Students learn directly from Apple Co-Founder Steve Wozniak, HPU’s Innovator in Residence, through the Access to Innovators program. Fortune credits exactly this kind of real-world exposure as a driver behind the Class of 2024’s 99.2% placement rate.
The story centers on HPU’s model as the nation’s Premier Life Skills university. Required courses like the First-Year Seminar on Life Skills, taught by President Nido Qubein and global leaders who are his friend, cover the fundamentals of leadership, fiscal literacy, confidence and effective communication. Through the university’s Access to Innovators program, students learn directly from leaders such as Apple Co-Founder Steve Wozniak, HPU’s Innovator in Residence.
The placement rate is the proof point and the four-year life skills curriculum is the reason behind it. Fortune reports that this approach has made HPU a destination for families who treat a degree as an investment, with enrollment tripling during Qubein’s two decades as president to a record 6,550 students last fall. The recognition adds to a run of national attention for HPU’s results, including its standing as The Princeton Review’s #1 Best-Run College in the Nation and 13 consecutive years as the top Regional College in the South by U.S. News & World Report.
HPU by the Numbers
of the Class of 2024 employed or in graduate school within six months of graduation — reported by Fortune
above the national average for recent graduate outcomes
students enrolled last fall, the largest total enrollment in HPU history
Fortune · March 23, 2026
High Point University has turned ‘life skills’ into a magnet for the Wall Street elite with a 99.2% job placement rate
Fortune’s report opens against a hard backdrop for new graduates. As Gen Z college graduates struggle to jumpstart their careers, skepticism about the value of higher education is reaching new heights. A report from tech education company General Assembly found that fewer than half of all workers, and just 12% of mid-level executives, are confident that entry-level graduates arrive adequately prepared for the workforce.

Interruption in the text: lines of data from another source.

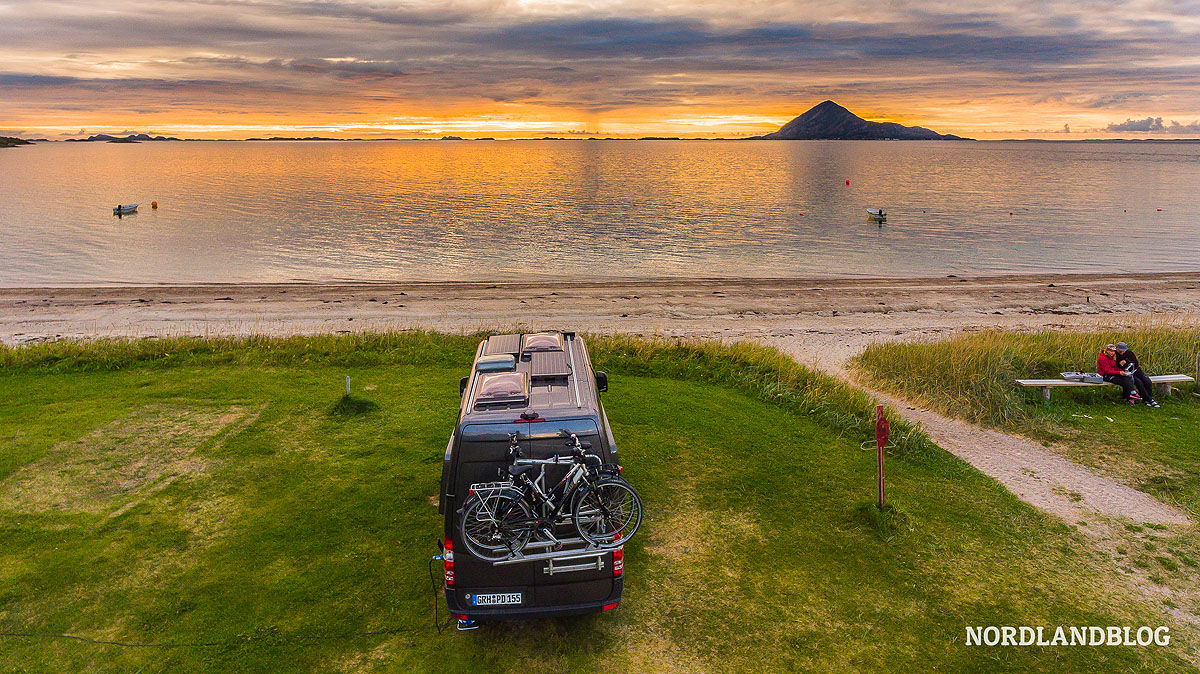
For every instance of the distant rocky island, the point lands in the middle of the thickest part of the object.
(831, 121)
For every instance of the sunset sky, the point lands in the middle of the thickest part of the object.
(235, 68)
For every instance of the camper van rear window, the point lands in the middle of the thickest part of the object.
(503, 387)
(544, 342)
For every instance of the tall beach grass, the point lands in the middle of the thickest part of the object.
(973, 375)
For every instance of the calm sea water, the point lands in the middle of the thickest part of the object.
(586, 209)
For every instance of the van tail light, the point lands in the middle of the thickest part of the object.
(448, 563)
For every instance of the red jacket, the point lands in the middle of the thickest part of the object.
(1107, 365)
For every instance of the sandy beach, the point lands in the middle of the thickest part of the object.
(821, 322)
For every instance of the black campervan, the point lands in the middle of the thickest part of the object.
(533, 396)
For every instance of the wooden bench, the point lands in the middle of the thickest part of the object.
(1163, 384)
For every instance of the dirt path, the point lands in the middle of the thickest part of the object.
(1024, 467)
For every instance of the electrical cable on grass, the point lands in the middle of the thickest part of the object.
(239, 642)
(433, 585)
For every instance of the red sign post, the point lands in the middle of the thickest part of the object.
(881, 439)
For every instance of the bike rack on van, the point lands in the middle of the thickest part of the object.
(573, 549)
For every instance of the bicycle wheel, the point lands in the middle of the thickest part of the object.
(607, 513)
(496, 525)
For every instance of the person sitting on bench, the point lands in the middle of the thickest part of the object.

At High Point University, the Class of 2024 told a different story. Fortune reports that 99.2% of HPU graduates were employed or pursuing further education within six months of commencement, a figure 14 points above the national average. The reporting attributes that result to a single deliberate choice: High Point has built its identity as the nation’s Premier Life Skills university, extending career readiness across all four years, for every student, in every major.
In practice, Fortune explains, that means required courses like Life Skills 101, which President Nido Qubein teaches himself, covering confidence, communication, and personal branding. It means bringing world-class leaders to campus through the Access to Innovators program, including Apple Co-Founder Steve Wozniak, who serves as HPU’s Innovator in Residence, to mentor students directly. And it means lectures and seminars on how to land a job, how to pitch yourself, and how to thrive in the workplace, giving every student tangible tools for turning their education into real-world success.
Fortune builds that case by citing a growing alarm among business leaders about what entry-level graduates are missing. Blackstone President and COO Jon Gray has described what separates people who truly succeed: “It’s not the ‘good enough’ crowd. It’s the people who are like, hey, ‘I’m gonna make sure I get this absolutely right.'” Meta CEO Mark Zuckerberg has argued that a degree that fails to prepare graduates for the jobs they need while leaving them in financial debt “is not good.” HPU’s answer, as Fortune reports: “HPU is about more than degrees; it’s about life skills. Our students learn practical wisdom and career skills that prepare them for success in any field.”
Fortune also documents HPU’s growth. Under Qubein’s 20-year tenure, the student body has tripled. Last fall, the university welcomed its largest class of first-year students and its largest total enrollment in history, reaching 6,550 students. “Half of Wall Street sends their kids to this school,” Qubein told The Wall Street Journal, a line Fortune quotes prominently. That growth has come even as more than 80 public or nonprofit colleges have announced closures or mergers since 2020.
Fortune closes by examining the investments HPU has made in campus life, including a mock airplane cabin designed to help students practice networking for chance encounters at 30,000 feet. A High Point University spokesperson told Fortune: “It’s clear that students and parents expect maximum return on investment from a college education. It’s also clear that employers need graduates who have not only technical skills but also life skills that outlast technical skills, which are constantly changing.”
President Nido Qubein, as quoted in Fortune
“We are not in the business of pampering students. We are in the business of preparing our students.”